SAFETY CRITICAL BLOG: In the early days, we lived in a physical world. Everything ran in supervisor mode, much like a commune. Unfortunately, with no leader, if was difficult to preserve order and contain errant and malicious code, so chaos and mischief ensued. A bad pointer was all that was needed to bring the most sophisticated equipment to its knees, witness the Mars Rover and its maddening encounter with that nettlesome rock.

Enter the monolithic OS, where we started to use the memory management unit to isolate applications from each other and the kernel. The kernel, running in supervisor mode, was the boss, executing all the special instructions needed to control and access physical addresses (memory and IO), switch application context, pass interrupts, etc.

Individual applications, placed in their own sandboxes, were free to execute according to the capabilities granted by the kernel. However, the applications were isolated from each other, and should an application behave badly, the MMU (police) would prevent that behavior from spreading to other applications. Individual applications might crash, but the system as a whole would survive.

The new dictatorship brought order and safety to chaos and mayhem, but like most centralized government, was unwieldy and inefficient. It was a monolithic mass of code, and all of the services (i.e. TCP/IP stack, IPC mechanisms) and hardware device drivers operated at the highest level of privilege. As a result, every application that used them, however non-critical, had to be tested and verified at the highest design assurance level (DAL). Any change to the monolithic mass, however small, necessitated retesting and reverification of the entire mass.

The founders of our great country foresaw the peril of concentrated power and authority. Yes, there needed to be a strong central authority to provide for the national defense and regulate commerce between the states, but local matters, they recognized, were best handled locally by those most familiar with local circumstances. And so, after some fits and starts, our federalist system came to be, with certain enumerated powers granted the central federal government, the rest delegated to the states and the people.

The founders, evidently, were more than just farmers, merchants, and politicians. They were first-generation visionary embedded systems developers, for how else in their infinite wisdom could they have foreseen the modern safety-critical microkernel, the very embodiment of computational federalism. The modern microkernel, as our forefathers envisioned, provides only the core services required by applications, such as memory mapping, passing interrupts, and enforcing global rules. The drivers for non-critical services such as I/O and networking are implemented as independent servers, each mapped to its own address space.

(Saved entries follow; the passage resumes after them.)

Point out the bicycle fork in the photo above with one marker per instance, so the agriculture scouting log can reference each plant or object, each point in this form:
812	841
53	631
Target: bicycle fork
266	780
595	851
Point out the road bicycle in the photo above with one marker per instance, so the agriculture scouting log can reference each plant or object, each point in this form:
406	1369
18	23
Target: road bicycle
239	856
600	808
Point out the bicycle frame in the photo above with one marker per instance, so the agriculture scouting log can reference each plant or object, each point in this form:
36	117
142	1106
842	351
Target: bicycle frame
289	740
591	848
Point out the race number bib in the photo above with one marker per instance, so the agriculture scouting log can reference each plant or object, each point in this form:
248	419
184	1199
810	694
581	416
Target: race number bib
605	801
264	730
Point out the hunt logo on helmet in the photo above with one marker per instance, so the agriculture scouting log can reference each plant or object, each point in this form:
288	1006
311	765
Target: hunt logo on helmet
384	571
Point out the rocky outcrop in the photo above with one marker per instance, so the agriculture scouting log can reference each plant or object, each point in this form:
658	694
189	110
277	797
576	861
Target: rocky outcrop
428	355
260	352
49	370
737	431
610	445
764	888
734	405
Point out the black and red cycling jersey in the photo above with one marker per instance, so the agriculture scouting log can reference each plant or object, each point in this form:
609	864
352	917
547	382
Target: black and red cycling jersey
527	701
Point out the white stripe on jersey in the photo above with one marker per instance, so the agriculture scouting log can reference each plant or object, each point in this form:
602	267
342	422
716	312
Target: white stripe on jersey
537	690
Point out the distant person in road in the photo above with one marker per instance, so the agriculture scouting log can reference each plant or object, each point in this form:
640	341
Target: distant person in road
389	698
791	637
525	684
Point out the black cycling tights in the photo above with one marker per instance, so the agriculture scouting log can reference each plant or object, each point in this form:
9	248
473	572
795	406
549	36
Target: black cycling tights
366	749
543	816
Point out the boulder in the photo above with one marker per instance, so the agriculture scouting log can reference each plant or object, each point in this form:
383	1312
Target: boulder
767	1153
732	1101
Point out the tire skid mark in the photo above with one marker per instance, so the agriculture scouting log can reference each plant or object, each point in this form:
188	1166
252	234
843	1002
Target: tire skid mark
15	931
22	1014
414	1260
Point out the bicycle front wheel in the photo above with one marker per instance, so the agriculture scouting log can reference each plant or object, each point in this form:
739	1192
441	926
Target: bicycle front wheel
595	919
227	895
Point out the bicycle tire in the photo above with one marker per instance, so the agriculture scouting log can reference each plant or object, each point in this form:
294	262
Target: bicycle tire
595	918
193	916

In this way, device drivers are isolated from not only the kernel, but also other device drivers and applications, thereby minimizing their fault impact.

The microkernel approach also simplifies testing and verification, not only during the initial design phase, but also for future modifications. With a microkernel architecture, drivers are separate from the kernel and operate at the privilege level of the application that is using it. Moreover, the driver need only be certified to the design assurance level of the highest DAL application using it. This greatly reduces the amount of verification and certification work required to design and modify drivers and applications.

Another day, we will discuss how privileged operations like DMA are handled by distributed device drivers (very cool, think of it as a Department of Homeland Security that works for the people). Meanwhile, give your applications a decentralized government that distributes power and authority for maximum safety, reliability and efficiency. Buy a microkernel OS for your next safety-critical device. And don't forget to vote in your local elections on November 4th.